The growing popularity of the social media application, Yik Yak, highlights how the Internet can foster social isolation in its frequenters.
Yik Yak allows users to submit anonymous messages to an interactive message board that displays posts specific to their geographic locations. In doing so, it creates the toxicity of YouTube comments sections in a regionalized area.
This tendency is evident when reading some of the more popular posts, or “yaks.” Some of them are genuinely funny, while others are genuinely awful. The worst yaks rely on petty insults concerning specific people or groups. This behavior emphasizes a group mentality of hostility that tends to surface under the protection of anonymity.
Accompanying the rise of the Internet and social networking is a sort of tribalism, an unrestrained means of communication—people can say what would usually go unsaid and be sure others will support them, no matter what the topic or claim.
Online communities such as Reddit’s Red Pill and YouTube comments sections demonstrate the reckless abandon people enjoy in their sense of individual anonymity. When your identity is hidden, you often think you can say anything. Unfortunately, these things, uncensored and impromptu, frequently end up being crass and demeaning to people who can’t necessarily defend themselves.
With the ever-increasing permeation of social media into our daily lives, it is nearly impossible at this point to avoid using sites such as Facebook or Twitter for simple interactions. Yik Yak is one of the first to utilize the removal of personal accountability as its selling point.
When sites introduce anonymity to a population, we see a notable increase in hateful content. A lack of moderation combined with the complete anonymity on Yik Yak allows us to see the true thoughts and opinions of the people who surround us. Though the content of Yik Yak may be eye opening, it also allows the perpetuation of venomous ideas in our immediate surroundings.
Like most other social media applications, a minority of its users exploits Yik Yak for vindictive purposes. Although a lot of the messages are funny or harmless, a significant amount is anything but. These comments promote to the collective consciousness ideas of misogyny, racism and the safety accompanying groupthink.

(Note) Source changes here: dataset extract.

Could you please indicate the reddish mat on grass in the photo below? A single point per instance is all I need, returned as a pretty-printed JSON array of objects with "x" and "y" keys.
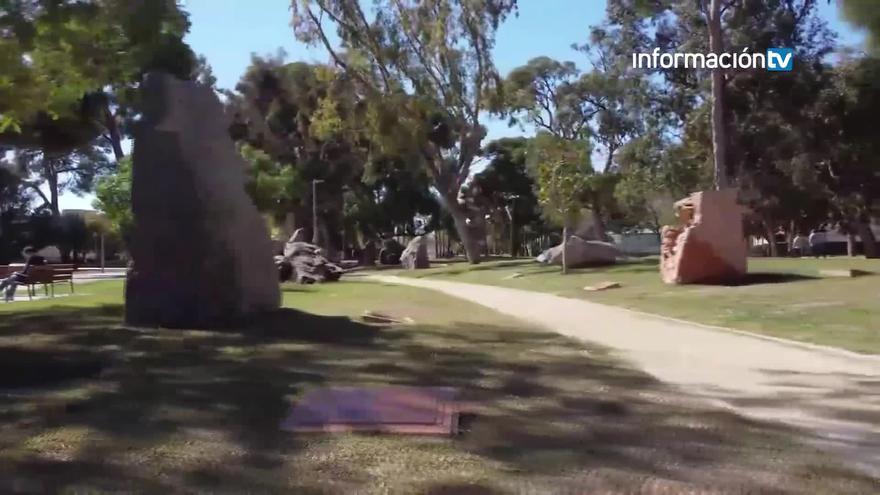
[{"x": 392, "y": 409}]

In anonymity, people find it exceptionally easier to post malicious content because any consequences they may face will not be associated with their social identities. Those who abuse the application in this manner sustain no repercussions aside from their yak being deleted. This is not acceptable.

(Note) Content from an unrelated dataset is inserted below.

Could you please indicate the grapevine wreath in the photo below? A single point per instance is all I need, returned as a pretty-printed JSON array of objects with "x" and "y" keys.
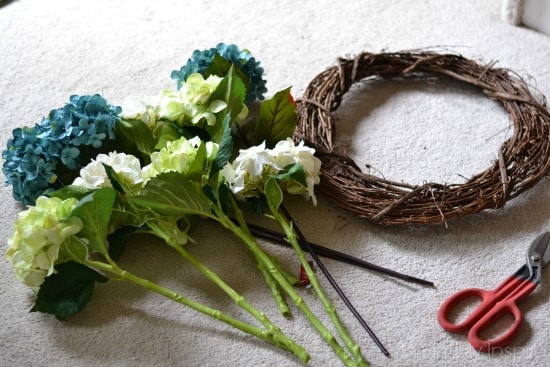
[{"x": 521, "y": 162}]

It is voyeuristic to an extent that users of Yik Yak can infiltrate nearly any situation in secret if they own a smartphone. The application encourages passive engagement in our environments; we believe we are truly free while hiding behind a computer screen.
Yik Yak is dangerous because it allows users to openly target people in a public forum without being held responsible for the damages they may cause. If a person brutally insults the physical appearance of another on Yik Yak, he or she is able to maintain facelessness, leaving the victim unable to retaliate. In this way, “Yik Yakers” can use the application to participate in cyberbullying.
The Internet, at its worst, promotes an unfettered free speech mentality that is so common in teenagers and young adults today. They insist, “I should be able to say whatever I want!” Yik Yak caters to this mindset of entitlement by allowing every opinion that appears on the screen to potentially be validated by other users in the form of up votes.
And, well, we should be able to say whatever we want. But we must also be willing to face the consequences if our statements are harmful or ignorant.